Nella prima parte delle Proposizioni è il tema della riconciliazione
a essere coniugato su più fronti: si denunciano le ambiguità con cui
talvolta viene celebrata, laddove «un gran numero di cristiani adotta
un comportamento di rispetto scrupoloso dei riti ancestrali di
riconciliazione, ma concede poca importanza al sacramento della
penitenza» mentre, nella proposizione sull’inculturazione, si parla
di «un’incoerenza tra alcune pratiche culturali tradizionali africane
e quanto richiesto dal vangelo» denunciando «la simonia tra un certo
numero di sacerdoti, i quali abusano dei sacramentali per venire
incontro alle richieste dei fedeli, a cui piacciono simboli religiosi,
come incenso, acqua santa, olio d’oliva, sale, candele».
Riconciliazione è anche la chiave con cui guardare al dialogo ecumenico
e interreligioso, «necessario», ma che con l’islam «deve superare
qualsiasi forma di discriminazione, di intolleranza e di fondamentalismo
religioso. Per quanto riguarda la libertà religiosa, il diritto al
culto deve essere messo in risalto». Un dialogo che, in relazione alla
religione tradizionale africana, aiuti «la distinzione che deve essere
fatta tra il culturale e il religioso e specialmente tra il culturale e
quei perniciosi programmi di stregoneria che causano la rottura e la
rovina delle nostre famiglie e delle nostre società».
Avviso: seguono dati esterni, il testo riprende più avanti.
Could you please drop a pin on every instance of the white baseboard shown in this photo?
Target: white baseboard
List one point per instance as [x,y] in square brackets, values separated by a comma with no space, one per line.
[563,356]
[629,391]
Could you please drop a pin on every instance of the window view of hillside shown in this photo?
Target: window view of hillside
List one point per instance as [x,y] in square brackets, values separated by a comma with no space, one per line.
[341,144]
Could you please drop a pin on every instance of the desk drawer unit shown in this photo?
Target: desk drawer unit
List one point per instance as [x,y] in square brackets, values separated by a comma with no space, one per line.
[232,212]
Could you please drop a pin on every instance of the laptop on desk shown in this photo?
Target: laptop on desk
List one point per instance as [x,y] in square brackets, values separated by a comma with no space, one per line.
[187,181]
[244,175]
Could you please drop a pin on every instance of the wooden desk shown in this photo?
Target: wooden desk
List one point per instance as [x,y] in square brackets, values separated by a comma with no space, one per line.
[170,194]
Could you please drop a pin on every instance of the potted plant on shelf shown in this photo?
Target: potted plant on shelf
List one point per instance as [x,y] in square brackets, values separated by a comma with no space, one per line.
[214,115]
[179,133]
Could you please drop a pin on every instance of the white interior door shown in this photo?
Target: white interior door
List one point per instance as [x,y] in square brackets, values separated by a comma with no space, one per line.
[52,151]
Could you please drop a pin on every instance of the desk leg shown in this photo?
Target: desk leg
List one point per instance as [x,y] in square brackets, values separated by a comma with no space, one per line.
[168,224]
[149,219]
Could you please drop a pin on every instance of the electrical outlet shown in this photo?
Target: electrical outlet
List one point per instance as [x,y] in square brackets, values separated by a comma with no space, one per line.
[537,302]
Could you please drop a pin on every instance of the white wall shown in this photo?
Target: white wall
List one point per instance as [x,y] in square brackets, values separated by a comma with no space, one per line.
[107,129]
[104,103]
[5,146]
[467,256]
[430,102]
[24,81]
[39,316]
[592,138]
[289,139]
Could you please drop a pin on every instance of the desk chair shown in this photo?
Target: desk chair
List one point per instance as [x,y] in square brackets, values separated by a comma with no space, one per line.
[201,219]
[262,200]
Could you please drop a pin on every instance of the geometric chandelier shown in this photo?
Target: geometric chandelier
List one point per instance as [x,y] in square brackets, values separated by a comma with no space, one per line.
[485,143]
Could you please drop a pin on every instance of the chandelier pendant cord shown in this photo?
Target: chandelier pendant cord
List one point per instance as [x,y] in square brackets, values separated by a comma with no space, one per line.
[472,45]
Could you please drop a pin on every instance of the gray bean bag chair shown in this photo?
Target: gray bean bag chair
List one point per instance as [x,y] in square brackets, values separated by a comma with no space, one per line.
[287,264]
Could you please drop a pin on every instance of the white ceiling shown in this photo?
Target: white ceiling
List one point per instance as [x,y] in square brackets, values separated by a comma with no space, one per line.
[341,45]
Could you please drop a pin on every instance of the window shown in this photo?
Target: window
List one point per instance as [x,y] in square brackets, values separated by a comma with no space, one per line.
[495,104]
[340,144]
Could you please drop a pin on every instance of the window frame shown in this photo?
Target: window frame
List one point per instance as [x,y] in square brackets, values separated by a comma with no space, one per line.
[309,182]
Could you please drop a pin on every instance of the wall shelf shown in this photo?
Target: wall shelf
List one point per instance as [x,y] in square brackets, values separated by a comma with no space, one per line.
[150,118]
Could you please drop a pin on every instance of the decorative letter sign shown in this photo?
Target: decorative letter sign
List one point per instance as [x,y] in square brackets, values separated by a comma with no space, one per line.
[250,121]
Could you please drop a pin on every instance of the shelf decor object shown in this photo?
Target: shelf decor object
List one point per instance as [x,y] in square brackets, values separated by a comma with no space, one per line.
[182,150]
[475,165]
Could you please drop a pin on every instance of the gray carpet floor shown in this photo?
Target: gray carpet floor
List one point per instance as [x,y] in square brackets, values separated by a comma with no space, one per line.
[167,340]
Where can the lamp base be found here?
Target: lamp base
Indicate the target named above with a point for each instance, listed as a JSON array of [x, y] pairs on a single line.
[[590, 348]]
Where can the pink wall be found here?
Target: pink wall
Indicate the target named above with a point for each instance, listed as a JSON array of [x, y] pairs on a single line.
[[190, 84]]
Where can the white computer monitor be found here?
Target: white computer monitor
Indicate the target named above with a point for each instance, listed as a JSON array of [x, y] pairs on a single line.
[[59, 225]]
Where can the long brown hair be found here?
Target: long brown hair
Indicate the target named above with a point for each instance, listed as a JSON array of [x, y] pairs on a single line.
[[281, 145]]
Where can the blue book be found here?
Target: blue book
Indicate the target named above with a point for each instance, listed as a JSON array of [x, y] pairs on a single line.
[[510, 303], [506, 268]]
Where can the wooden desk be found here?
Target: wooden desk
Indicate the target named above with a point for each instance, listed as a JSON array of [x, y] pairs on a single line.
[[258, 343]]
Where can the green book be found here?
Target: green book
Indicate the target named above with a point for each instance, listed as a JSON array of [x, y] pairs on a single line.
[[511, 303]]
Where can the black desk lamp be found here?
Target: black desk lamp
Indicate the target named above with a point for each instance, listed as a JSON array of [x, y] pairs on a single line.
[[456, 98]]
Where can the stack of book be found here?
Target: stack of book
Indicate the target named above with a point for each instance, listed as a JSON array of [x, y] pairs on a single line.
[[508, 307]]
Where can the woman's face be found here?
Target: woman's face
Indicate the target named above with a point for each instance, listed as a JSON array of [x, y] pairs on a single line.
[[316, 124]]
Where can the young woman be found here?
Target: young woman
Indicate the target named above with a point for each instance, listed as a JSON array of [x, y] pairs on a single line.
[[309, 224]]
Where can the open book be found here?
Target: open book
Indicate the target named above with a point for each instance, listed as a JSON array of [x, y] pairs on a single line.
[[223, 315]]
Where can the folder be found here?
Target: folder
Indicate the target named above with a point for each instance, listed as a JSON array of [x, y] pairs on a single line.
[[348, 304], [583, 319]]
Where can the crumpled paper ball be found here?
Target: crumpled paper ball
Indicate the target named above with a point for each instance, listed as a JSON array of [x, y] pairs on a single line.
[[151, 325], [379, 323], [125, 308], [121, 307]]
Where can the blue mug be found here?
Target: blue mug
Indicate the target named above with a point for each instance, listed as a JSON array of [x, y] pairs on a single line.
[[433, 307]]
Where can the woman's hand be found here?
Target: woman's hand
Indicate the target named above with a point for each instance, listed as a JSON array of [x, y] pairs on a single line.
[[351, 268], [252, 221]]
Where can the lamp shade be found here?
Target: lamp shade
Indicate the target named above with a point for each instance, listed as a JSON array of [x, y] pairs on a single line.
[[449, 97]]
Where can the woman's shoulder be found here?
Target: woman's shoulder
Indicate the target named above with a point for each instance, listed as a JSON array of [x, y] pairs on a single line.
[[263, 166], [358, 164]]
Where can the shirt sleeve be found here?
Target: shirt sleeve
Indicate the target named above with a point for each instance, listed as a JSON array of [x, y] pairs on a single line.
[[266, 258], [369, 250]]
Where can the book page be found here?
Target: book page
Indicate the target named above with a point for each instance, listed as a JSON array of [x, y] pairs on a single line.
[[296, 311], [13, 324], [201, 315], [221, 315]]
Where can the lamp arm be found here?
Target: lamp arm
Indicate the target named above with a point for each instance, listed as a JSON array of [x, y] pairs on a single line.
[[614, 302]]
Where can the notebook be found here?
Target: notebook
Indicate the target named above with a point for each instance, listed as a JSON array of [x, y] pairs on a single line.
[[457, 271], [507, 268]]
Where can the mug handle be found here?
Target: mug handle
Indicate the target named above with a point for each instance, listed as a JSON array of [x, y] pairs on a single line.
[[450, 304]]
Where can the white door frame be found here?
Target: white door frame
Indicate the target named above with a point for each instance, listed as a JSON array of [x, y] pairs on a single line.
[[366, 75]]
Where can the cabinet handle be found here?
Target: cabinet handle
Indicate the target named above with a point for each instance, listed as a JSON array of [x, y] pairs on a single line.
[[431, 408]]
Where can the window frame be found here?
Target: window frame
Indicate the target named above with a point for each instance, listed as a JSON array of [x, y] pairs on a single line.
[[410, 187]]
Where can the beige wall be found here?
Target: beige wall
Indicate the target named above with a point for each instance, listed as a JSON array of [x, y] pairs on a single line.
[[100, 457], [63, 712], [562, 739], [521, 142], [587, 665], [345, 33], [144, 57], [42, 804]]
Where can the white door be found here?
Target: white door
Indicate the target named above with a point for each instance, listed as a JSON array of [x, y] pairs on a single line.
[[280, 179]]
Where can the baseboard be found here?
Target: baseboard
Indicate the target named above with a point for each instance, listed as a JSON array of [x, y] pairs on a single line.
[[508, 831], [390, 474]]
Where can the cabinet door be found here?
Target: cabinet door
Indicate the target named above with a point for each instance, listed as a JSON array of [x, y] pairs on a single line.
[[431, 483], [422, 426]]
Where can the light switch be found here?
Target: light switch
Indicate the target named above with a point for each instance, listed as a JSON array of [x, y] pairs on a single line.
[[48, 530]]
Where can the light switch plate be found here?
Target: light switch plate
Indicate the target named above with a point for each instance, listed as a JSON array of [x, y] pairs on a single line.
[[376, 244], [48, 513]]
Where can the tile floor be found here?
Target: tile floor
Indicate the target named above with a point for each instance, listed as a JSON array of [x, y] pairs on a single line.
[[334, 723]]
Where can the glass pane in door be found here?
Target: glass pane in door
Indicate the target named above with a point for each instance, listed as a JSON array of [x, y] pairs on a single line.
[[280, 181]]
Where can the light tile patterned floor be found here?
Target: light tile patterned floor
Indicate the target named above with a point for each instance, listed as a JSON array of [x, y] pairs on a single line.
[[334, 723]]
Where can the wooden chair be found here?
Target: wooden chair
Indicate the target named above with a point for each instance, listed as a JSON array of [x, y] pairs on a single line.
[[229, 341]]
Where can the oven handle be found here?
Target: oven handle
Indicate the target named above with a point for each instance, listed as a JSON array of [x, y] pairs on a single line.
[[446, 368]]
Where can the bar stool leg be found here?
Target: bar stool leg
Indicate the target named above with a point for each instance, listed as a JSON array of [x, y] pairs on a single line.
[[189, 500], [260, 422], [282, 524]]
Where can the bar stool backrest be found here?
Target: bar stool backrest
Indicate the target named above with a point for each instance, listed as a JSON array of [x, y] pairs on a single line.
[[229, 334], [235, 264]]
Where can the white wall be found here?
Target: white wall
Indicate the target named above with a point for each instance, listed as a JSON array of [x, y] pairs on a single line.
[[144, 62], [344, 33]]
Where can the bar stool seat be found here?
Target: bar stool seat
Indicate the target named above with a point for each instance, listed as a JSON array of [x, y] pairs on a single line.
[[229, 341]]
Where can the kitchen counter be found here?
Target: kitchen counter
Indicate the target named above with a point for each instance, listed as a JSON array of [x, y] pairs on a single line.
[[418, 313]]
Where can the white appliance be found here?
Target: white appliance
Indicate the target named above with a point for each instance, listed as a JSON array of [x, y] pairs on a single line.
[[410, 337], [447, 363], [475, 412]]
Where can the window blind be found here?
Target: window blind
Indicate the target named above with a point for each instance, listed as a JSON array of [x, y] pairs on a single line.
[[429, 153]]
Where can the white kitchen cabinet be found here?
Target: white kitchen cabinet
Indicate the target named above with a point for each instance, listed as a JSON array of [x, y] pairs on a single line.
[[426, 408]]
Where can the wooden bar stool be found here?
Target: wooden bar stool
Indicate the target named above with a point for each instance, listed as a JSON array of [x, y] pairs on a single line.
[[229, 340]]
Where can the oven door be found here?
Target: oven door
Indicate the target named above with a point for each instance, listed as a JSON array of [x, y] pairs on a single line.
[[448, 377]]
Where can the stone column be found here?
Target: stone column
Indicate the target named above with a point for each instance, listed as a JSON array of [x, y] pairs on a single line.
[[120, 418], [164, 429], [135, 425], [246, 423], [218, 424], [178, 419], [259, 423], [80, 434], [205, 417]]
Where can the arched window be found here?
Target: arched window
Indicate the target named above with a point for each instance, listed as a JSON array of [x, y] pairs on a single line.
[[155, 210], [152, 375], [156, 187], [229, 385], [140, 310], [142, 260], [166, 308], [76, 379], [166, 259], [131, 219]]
Uno scolaro della Sierra Leone durante una
lezione
(foto
C. Nesbitt/AP
/La Presse).
Nei paragrafi che vanno sotto la voce "giustizia", tra i
vari ambiti va segnalata la denuncia della fuga di cervelli: «L’insicurezza
della vita e della proprietà e la mancanza del buon ordine accresce l’emigrazione
e la fuga di cervelli e di conseguenza aumenta la povertà». Una fuga
che va contrastata con un «miglioramento delle condizioni di vita» e
con l’aiuto dei Paesi sviluppati chiamati a sostenere «l’Africa
sviluppando centri di eccellenza accademica perché rispondano ai
bisogni di uno sviluppo integrale delle società».
La
parte finale delle Proposizioni riguarda i protagonisti della vita della
Chiesa. Alle donne, al loro ruolo nella società e nella Chiesa, sono
stati dedicati molti interventi. Le Proposizioni riconoscono che «non
solo la loro dignità e apporto non vengono pienamente riconosciuti e
apprezzati, ma i loro stessi diritti sono spesso negati». Alle Chiese
si chiede di curare «la formazione umana integrale (intellettuale,
professionale, morale, spirituale, teologica ecc.) delle ragazze e delle
donne»; di istituire case di accoglienza per ragazze e donne vittime di
abusi; di collaborare, tra Conferenze episcopali, per porre fine al
traffico delle donne; di promuovere «l’integrazione più ampia delle
donne nelle strutture della Chiesa e nei processi decisionali», di
istituire una commissione di studio sulla donna a livello diocesano,
nazionale e all’interno del pontificio Consiglio per la famiglia.
Diversi paragrafi prima, in riferimento al protocollo di Maputo, i
vescovi avevano ribadito di ritenere inaccettabile l’articolo in cui
si dice di «proteggere i diritti riproduttivi delle donne autorizzando
l’aborto terapeutico nei casi di violenza sessuale, stupro, incesto e
quando portare avanti la gravidanza comporterebbe la salute mentale e
fisica della donna o la vita della donna o del feto».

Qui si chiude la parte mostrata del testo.